Implement one or more forms of the matrix normal distribution. The general distribution is of the form

matrix_normal(matrix[N, P] y | matrix[N, P] mu, cov_matrix[N, N] SigmaRow, cov_matrix[P, P] SigmaCol),

where SigmaRow and SigmaCol are positive definite covariance matrices. The covariance matrix SigmaRow controls the covariance of the rows of y whereas SigmaRow controls the covariances of the columns.

There are three design decisions about how SigmaRow and SigmaCol are parameterized, which are whether to use

  1. diagonal or dense matrices,
  2. covariance or precision (inverse covariance), and
  3. Cholesky factors or full matrices.

There is also the issue of how to resolve the non-identifiability of scale between the two matrices, because

matrix_normal(y | mu, SigmaRow, SigmaCol) == matrix_normal(y | mu, c * SigmaRow, (1 / c) * SigmaCol).

The log density can be expressed as follows, but this is not how we'd compute it.

log matrix_normal(y | mu, SigmaRow, SigmaCol)
= - 1 / 2 * tr(inv(SigmaCol) * (y - mu)' * inv(SigmaRow) * (y - mu))
   - N / 2 * log det(SigmaRow) 
   - P / 2 * log det(SigmaCol)
   - N * P / 2 * log(2 * pi())

If LRow and LCol are Cholesky factors of SigmaRow and SigmaCol so that, e.g., SigmaRow = LRow * LRow', and z ~ normal(0, I), then

y = mu + LRow * z * LCol ~ matrix_normal(mu, SigmaRow, SigmaCol)

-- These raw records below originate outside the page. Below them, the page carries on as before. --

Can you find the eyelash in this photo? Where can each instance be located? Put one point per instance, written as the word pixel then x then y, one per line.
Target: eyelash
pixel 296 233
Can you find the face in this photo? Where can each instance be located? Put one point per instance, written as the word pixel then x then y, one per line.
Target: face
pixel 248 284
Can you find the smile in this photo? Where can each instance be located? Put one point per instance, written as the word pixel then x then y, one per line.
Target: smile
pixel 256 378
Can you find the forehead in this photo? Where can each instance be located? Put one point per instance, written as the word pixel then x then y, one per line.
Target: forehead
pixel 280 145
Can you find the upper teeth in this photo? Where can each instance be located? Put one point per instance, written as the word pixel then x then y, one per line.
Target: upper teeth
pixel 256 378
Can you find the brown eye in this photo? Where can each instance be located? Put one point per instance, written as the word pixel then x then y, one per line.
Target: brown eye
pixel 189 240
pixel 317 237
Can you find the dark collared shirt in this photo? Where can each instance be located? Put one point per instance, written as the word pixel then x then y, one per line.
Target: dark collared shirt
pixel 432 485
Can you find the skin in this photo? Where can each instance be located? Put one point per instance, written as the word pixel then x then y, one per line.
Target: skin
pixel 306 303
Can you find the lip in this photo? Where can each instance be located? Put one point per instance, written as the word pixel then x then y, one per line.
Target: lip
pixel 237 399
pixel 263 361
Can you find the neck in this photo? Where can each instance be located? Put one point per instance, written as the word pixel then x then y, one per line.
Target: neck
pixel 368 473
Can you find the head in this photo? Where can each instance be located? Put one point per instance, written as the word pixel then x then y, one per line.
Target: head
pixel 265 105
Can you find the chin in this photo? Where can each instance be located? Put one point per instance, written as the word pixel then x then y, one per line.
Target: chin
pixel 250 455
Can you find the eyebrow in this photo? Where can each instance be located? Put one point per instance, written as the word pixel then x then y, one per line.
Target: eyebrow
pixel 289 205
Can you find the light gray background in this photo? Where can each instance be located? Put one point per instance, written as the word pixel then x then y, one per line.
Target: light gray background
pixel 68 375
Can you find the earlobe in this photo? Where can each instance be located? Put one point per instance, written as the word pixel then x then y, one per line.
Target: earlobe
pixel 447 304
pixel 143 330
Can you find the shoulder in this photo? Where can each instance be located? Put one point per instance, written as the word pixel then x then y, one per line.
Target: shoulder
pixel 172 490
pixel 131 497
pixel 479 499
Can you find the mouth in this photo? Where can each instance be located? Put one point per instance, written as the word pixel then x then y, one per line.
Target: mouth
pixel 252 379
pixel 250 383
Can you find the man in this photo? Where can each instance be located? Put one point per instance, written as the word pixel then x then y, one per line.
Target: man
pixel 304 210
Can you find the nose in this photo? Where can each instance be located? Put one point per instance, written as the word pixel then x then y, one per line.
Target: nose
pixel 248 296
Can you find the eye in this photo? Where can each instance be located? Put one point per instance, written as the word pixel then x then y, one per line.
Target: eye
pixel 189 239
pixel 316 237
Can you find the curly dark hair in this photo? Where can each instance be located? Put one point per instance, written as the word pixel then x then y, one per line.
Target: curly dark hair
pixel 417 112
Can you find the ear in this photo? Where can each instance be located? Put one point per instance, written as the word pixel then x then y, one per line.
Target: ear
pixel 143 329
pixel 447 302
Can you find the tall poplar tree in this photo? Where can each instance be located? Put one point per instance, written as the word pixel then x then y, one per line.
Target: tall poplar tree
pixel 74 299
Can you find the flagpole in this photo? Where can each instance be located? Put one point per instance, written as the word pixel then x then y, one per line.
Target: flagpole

As shown on the Wikipedia page for matrix normal, we can evaluate that trace term as

tr(inv(SigmaCol) * (y - mu)' * inv(SigmaRow) * (y - mu))
= (vec(y) - vec(mu))' * inv(SigmaCol kronecker SigmaRow) * (vec(y) - vec(mu))

where vec(y) is the flattening of y. We then want to use the property of Kronecker products that

inv(SigmaCol kronecker SigmaRow) = inv(SigmaCol) kronecker inv(SigmaRow).

@bgoodri suggested going further with Cholesky factorizations LRow and LCol using the rules for inverse of the product of square matrixes inv(A * B) = inv(B) * inv(A) and the trace of a product rule tr(A' * B) = vec(A)' * vec(B), to derive

tr(inv(SigmaCol) * (y - mu)' * inv(SigmaRow) * (y - mu))
= tr(inv(LCol * LCol') * (y - mu)' * inv(LRow * LRow') * (y - mu))
= tr(inv(LCol') * inv(LCol) * (y - mu)' * inv(LRow') * inv(LRow) * (y - mu))
= tr((LCol' \ LCol \ (y - mu)') * (LRow' \ LRow \ (y - mu)))
= dot_product(vec(LCol' \ LCol \ (y - mu')), vec(LRow' \ LRow \ (y - mu)))

Identifiability will be left up to the user. One way to achieve it is to define one of the matrices to be a correlation matrix with a simplex of scales. That's most efficient when done with a simple product of a Cholesky factor rather than a quadratic form for the full correlation matrix. A second, more symmetric way to achieve a proper posterior is to decompose both covariance matrices into scales time Cholesky factors and put priors on both of the scales.

There is also a matrix Student-t distribution, which should just follow whatever matrix normal does.